Sarebbe interessante capire ora, a distanza di tanti anni, dove si andò a intoppare il dialogo. Sta di fatto che rapida come era emersa, la strada si arenò. Il partito della trattativa si arrese. E riprese, violento come prima e più di prima, lo scontro senza quartiere. Da una parte un gruppo inquirente che ha dimostrato di considerare Berlusconi, nelle multiformi incarnazioni dei suoi reati, all'interno di quello che può in fondo essere letto come un unico grande processo, come la sintesi dei vizi peggiori dell'italiano irrispettoso delle leggi: il berlusconismo, insomma, come autobiografia giudiziaria della nazione. Dall'altra, il Cavaliere sempre più convinto di avere di fronte un potere fuori dalle regole, dalla cui riduzione ai binari della normalità dipende la sua stessa sopravvivenza. Da vent'anni Berlusconi e la Procura di Milano pensano che l'Italia sia troppo piccola per tutti e due.

Ma da dove nasce, come nasce, questa contrapposizione insanabile? L'apertura formale delle ostilità ha, come è noto, una data precisa: 22 novembre 1994, data del primo avviso di garanzia a Berlusconi. Ma la marcia di avvicinamento inizia prima. Inizia fin dalla prima fase di Mani Pulite, quando il bersaglio grosso della Procura milanese è Bettino Craxi. E, passo dopo passo, i pm si convincono che Berlusconi - che pure con le sue televisioni tira la volata all'inchiesta - è la vera sponda del «Cinghialone», il suo finanziatore e beneficiario. Chi c'è dietro All Iberian, la misteriosa società che nell'ottobre 1991 versa quindici miliardi di lire a Craxi, e riesce anche a farsene restituire cinque? Dietro questa domanda, che diventa strada facendo una domanda retorica, i pm lavorano a dimostrare la saldatura tra Craxi e Berlusconi. Quando nell'aprile 1994 Berlusconi diventa presidente del Consiglio, per il pool la vicinanza Craxi-Berlusconi diventa anche continuità politica, perché da subito la battaglia craxiana contro il potere (o strapotere) giudiziario diventa uno dei cavalli di battaglia del nuovo premier. Dal Quirinale viene messo il veto alla nomina di Cesare Previti a ministro della Giustizia. Ma al ministero va Alfredo Biondi, che di lì a poco vara il decreto subito etichettato come «salva ladri», ritirato a furor di popolo dopo il pronunciamento del pool in diretta tv.

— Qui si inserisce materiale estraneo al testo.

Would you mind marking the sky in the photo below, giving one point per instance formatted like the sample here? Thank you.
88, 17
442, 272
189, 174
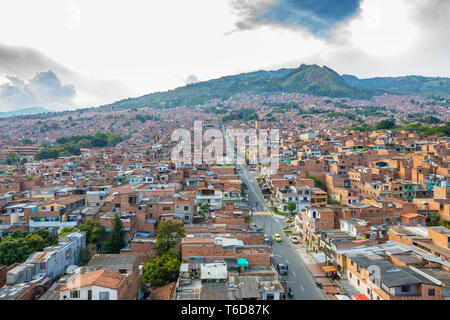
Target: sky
65, 54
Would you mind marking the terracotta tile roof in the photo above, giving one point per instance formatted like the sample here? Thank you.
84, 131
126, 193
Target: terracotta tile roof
163, 293
39, 257
103, 278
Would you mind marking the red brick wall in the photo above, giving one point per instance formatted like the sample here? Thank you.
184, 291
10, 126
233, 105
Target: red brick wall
3, 271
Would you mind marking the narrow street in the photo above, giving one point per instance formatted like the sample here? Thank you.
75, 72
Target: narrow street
299, 277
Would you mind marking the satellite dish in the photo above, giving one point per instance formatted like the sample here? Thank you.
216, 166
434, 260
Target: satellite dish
72, 268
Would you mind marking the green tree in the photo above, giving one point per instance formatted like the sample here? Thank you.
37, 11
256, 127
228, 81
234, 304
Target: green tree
13, 251
318, 183
168, 237
203, 208
48, 237
291, 207
19, 234
94, 231
66, 230
385, 124
433, 220
35, 242
116, 239
161, 270
26, 142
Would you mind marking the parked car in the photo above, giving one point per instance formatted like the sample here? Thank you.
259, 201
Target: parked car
282, 268
290, 219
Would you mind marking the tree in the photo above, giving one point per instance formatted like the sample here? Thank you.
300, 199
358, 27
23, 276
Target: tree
66, 230
291, 207
26, 142
203, 209
168, 237
13, 251
19, 234
12, 158
433, 220
161, 270
35, 242
318, 183
385, 124
49, 238
94, 231
116, 239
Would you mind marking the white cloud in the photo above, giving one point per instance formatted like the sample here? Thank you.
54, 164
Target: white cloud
101, 46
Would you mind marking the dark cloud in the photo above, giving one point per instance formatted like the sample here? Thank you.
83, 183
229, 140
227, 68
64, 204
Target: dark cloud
44, 89
319, 17
191, 79
23, 63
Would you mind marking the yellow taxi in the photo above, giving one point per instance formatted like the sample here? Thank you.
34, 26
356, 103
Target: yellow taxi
290, 219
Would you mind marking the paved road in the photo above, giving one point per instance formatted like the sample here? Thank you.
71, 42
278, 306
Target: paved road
299, 278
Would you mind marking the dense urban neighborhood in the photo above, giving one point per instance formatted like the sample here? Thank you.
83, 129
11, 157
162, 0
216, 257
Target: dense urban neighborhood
93, 207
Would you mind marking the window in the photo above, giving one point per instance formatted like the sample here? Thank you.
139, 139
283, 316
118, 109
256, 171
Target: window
104, 295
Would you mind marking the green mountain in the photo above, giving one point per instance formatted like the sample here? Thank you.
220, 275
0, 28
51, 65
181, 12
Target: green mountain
319, 81
25, 111
414, 85
308, 79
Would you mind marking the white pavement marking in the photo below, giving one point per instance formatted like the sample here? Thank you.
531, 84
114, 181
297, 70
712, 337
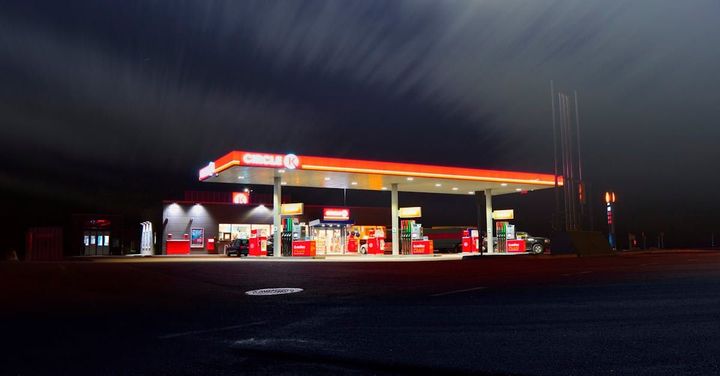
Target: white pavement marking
203, 331
459, 291
274, 291
578, 273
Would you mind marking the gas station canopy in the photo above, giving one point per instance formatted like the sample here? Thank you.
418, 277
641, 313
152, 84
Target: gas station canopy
243, 167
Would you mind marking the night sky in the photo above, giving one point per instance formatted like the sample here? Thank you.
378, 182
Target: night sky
109, 106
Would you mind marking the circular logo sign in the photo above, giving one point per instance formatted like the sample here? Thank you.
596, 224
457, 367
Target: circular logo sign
291, 161
273, 291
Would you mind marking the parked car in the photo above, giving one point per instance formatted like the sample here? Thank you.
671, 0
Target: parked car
238, 247
535, 245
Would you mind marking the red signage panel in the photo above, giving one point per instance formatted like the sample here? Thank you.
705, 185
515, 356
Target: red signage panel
336, 214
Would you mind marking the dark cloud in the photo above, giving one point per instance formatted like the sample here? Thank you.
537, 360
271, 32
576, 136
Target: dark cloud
148, 89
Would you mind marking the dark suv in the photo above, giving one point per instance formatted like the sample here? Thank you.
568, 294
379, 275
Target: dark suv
238, 247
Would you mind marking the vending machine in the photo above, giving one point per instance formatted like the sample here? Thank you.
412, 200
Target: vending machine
406, 230
257, 244
501, 233
470, 241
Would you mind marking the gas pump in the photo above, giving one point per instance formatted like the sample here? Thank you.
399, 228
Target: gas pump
257, 244
470, 241
501, 233
353, 241
376, 242
286, 237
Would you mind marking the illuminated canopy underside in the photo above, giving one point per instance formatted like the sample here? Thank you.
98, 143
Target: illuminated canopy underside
321, 172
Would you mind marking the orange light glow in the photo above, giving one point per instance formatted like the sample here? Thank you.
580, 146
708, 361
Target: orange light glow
235, 158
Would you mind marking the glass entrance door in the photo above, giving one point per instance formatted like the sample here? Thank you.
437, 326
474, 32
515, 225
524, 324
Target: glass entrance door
97, 242
330, 240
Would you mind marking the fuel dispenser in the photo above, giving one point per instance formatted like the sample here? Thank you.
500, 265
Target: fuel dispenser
257, 244
470, 241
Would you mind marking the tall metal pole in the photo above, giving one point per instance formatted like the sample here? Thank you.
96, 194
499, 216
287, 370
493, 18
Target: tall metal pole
394, 211
556, 218
277, 222
577, 135
488, 221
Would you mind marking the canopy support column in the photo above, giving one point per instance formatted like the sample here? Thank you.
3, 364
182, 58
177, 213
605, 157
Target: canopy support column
277, 220
488, 221
395, 230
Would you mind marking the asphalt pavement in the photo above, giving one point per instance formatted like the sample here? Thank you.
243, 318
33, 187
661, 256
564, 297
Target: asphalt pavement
652, 313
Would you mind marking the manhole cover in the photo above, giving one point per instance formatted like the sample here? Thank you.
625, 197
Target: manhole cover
274, 291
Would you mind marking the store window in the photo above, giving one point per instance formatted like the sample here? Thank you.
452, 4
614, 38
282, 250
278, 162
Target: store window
232, 231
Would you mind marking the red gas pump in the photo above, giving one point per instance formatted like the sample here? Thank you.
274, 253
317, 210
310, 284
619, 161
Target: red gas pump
470, 241
376, 242
257, 244
353, 243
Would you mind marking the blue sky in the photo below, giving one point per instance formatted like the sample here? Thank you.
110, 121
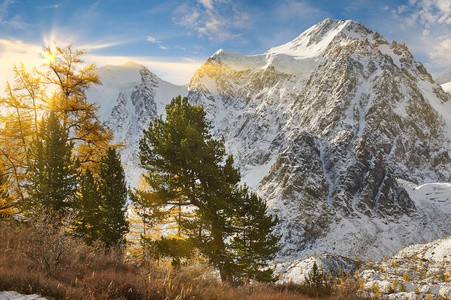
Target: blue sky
175, 37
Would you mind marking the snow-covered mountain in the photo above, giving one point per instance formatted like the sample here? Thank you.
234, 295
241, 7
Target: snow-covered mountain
444, 79
129, 98
412, 273
333, 129
344, 134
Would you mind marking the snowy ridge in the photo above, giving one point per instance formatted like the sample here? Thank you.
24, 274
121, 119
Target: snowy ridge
339, 119
130, 97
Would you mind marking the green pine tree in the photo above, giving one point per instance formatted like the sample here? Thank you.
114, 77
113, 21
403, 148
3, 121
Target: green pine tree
89, 215
315, 277
113, 193
255, 243
52, 171
186, 168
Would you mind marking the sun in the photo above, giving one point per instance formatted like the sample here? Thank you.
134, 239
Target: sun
49, 56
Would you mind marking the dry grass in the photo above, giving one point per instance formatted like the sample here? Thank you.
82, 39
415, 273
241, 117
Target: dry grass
43, 258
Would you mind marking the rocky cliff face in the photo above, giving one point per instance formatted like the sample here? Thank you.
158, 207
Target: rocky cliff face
328, 128
131, 96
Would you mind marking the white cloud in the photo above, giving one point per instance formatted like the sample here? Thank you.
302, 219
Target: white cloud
49, 6
178, 71
151, 39
441, 53
155, 41
15, 52
428, 12
15, 22
218, 20
292, 10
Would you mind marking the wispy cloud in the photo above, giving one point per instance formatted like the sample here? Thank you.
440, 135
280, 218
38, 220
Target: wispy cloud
54, 6
218, 20
427, 12
155, 41
426, 23
177, 70
14, 22
441, 53
14, 52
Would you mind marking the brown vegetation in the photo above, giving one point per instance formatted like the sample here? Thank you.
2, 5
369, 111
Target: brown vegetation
43, 258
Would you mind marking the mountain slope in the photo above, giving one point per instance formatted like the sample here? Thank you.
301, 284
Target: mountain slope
130, 97
327, 128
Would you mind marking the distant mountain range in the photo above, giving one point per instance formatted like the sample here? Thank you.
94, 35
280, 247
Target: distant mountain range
338, 130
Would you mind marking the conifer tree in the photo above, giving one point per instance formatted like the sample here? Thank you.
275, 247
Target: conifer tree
113, 193
254, 243
66, 73
7, 208
89, 214
52, 171
315, 277
186, 167
19, 119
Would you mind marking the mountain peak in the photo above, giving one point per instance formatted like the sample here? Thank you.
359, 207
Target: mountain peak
313, 41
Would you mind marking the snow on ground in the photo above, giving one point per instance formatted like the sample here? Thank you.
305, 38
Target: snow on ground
447, 87
17, 296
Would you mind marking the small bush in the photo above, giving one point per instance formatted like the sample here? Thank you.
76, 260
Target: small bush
42, 257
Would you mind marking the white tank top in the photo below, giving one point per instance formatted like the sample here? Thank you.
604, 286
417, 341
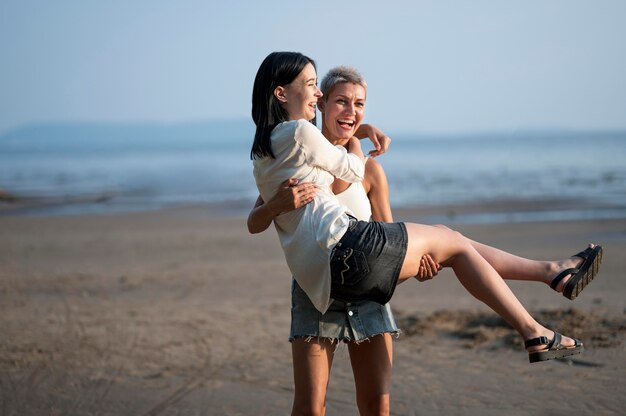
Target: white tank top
355, 198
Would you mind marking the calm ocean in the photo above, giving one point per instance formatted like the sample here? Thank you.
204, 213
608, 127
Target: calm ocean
95, 170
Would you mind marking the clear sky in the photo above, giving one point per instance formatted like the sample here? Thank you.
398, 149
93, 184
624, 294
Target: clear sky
431, 66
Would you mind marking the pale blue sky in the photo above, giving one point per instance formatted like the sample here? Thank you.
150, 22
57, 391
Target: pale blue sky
431, 66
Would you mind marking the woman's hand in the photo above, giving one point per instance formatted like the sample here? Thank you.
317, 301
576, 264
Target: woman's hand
379, 139
292, 195
354, 147
428, 268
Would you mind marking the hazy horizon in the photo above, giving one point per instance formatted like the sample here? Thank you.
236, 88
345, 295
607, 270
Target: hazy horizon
431, 66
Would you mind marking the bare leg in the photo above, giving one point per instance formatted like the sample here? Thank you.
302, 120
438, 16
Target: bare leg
512, 267
312, 360
474, 272
371, 365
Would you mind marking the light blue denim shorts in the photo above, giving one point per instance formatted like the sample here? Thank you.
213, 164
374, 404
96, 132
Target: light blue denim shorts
343, 321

È da quel momento che lo scontro compie il salto di qualità. Per la Procura milanese non c'è differenza sostanziale tra il Berlusconi imputato e il Berlusconi politico, perché il secondo è funzionale al primo: come dimostreranno poi le leggi ad personam, e, più di recente, la telefonata salva-Ruby alla questura di Milano. Le inchieste che si susseguono in questi vent'anni stanno tutte in questo solco, dentro la teoria della «capacità a delinquere» che diverrà uno dei passaggi chiave della sentenza per i diritti tv. Sotto l'avanzare degli avvisi di garanzia, Berlusconi si irrigidisce sempre di più, come ben racconta l'evoluzione delle strategie difensive: da un professore pacato come Ennio Amodio si passa all'ex sessantottardo Gaetano Pecorella, poi si approda alla coppia da ring, Niccolò Ghedini e Piero Longo. Le dichiarazioni di sfiducia di Berlusconi verso la serenità della giustizia milanese si fanno sempre più esplicite. Per due volte, nel 2003 e nel 2013, il Cavaliere chiede che i suoi processi siano spostati a Brescia, sotto un clima meno ostile. Per due volte la Cassazione gli dà torto.
Eppure, fino alla condanna definitiva di oggi, nessuno dei processi era arrivato ad affossare Berlusconi. Assoluzioni con formula piena, prescrizioni, proscioglimenti. Il catalogo dei modi in cui l'asse Ghedini-Longo riesce a tenere l'eterno imputato al riparo da condanne definitive è ricco. Una parte nasce da leggi varate per l'occasione, ma altre assoluzioni danno atto dell'inconsistenza di accuse che la Procura riteneva granitiche. La si potrebbe leggere come una prova della tenuta di fondo del sistema giudiziario, dei contrappesi tra pubblici ministeri e giudici? Berlusconi non la pensa così. E la severità delle ultime sentenze, i giudizi sferzanti dei tribunali del caso Unipol, la batosta del risarcimento a De Benedetti, la decisione dei giudici del processo Ruby 2 di candidarlo a una nuova incriminazione per corruzione in atti giudiziari lo avevano già convinto definitivamente che la contiguità tra pm e giudici era arrivata livelli intollerabili. Guardia di finanza, All Iberian, Mills, Sme, Lodo Mondadori, diritti tv, Mediatrade, Ruby, il rosario delle pene giudiziarie del Cavaliere a Milano sembra interminabile. Cambiano i procuratori, cambiano alcuni dei pubblici ministeri, ma la linea non cambia. Eppure questa è la Procura dove due magistrati di spicco del pool, Antonio Di Pietro e Gerardo D'Ambrosio, hanno detto a posteriori di non avere condiviso la decisione dell'avviso di garanzia del 1994 (il procuratore Borrelli replicò a Di Pietro pacatamente, «Ha detto così? Beh, se si presenta in Procura lo butto giù dalle scale»). È la Procura dove, con Romano Prodi al governo, Francesco Greco andò a un convegno di Micromega ad accusare il centrosinistra, «questi fanno quello che neanche Forza Italia ha osato fare».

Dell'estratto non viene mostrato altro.